While some people can find abstract work less accessible, Pasquali says Johnson's abstract paintings are a natural complement to the figurative, especially when they're exhibited next to landscapes and viewers can see the similarities, she wrote in "Doppio Binario."
"Skies, water, fields, trees and houses have become surfaces, physical areas of paint distilled from ripe yellow wheat, fertile red earth and boundless blue space -- all of this to affirm that the abstractions and landscapes are kin," she wrote.
Pasquali also believes that each of Johnson's painting paths informs the other.
"One could claim that the abstract research has contributed to the clarity and simplicity we now find in his landscapes, while the contemplation of nature has perhaps added something to the rigor of the geometric compositions -- perhaps a shudder of subtle pleasure, or a whisper of an even subtler restlessness," she wrote.
Johnson's process could also be described as restive.
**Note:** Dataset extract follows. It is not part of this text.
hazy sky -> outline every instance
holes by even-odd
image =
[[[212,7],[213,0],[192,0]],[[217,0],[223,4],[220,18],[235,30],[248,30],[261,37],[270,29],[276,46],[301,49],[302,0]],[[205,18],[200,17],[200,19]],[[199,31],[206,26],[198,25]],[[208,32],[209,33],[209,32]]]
Rarely content to focus on a single painting, he jumps from canvas to canvas, sometimes working on 10 in a week. Paints and brushes are kept on a cart so he can swiftly wheel them across the studio. The slow-drying nature of oil paint appeals to him; he can mix a perfect hue in a blob of paint, leave it for a while and later use it in another painting.
In fact, Johnson has always been a traveler. As his father was an Army chaplain, the family moved around a lot while Johnson was growing up. Johnson earned a master's of fine arts from the graduate painting program at Parsons School of Design in New York City in 1990, and has been exhibiting in the States and Europe since 1989.
In his studio, where abstracts and landscapes mingle on the walls, Johnson demurs when asked about his creative process. He says he paints simply by instinct, blending or juxtaposing colors until they feel right.
"I'm always looking at how colors play against each other, and some sections draw the eye more than others," he says, gesturing to a grouping of small abstract paintings. "It's like music: Everything's working together, but something's playing the lead."
For instance, in "Palo Alto n. 11 (Winter)," the eye may be caught by the burnt-orange rectangle sandwiched between pastels, or the bands of gray and yellow-green. With "Palo Alto n. 18," a viewer might see the lush, grassy green rectangles as dominant.
"Water Towers" trips between abstract and figurative. The 2005 painting shows a pair of water towers, but there's something dreamlike, too. The red-and-white-striped towers stand tall against a secretive black background. Both have light-green stripes at the bottom, and a Weekly photographer says he likes the green because it gives his eyes a place to rest.
Johnson often includes a block of solid color on the side of a figurative painting. This can add contrast, emphasizing other colors. For instance, the vertical band of blue-purple on the side of "Cadiere D'Azur" makes the salmon tones in a house roof leap out.
That's part of the enjoyment of color: pairing up tones and seeing how one affects the other, Johnson says. He often uses "slippery" colors, pale hues that shift easily.
"Put pale green next to yellow, and it becomes strong green. Put it next to strong green, and it becomes yellow," he says. "The qualities of color are like people, more or less affected by what's around them."
What: An exhibit of new abstract and figurative paintings by Mitchell Johnson
Where: Cafe Borrone, 1010 El Camino Real, Menlo Park
When: Through June 10. The cafe is open Monday through Thursday from 7 a.m. to 11 p.m.; Fridays from 7 a.m. to midnight; Saturdays from 8 a.m. to midnight; and Sundays from 8 a.m. to 5 p.m.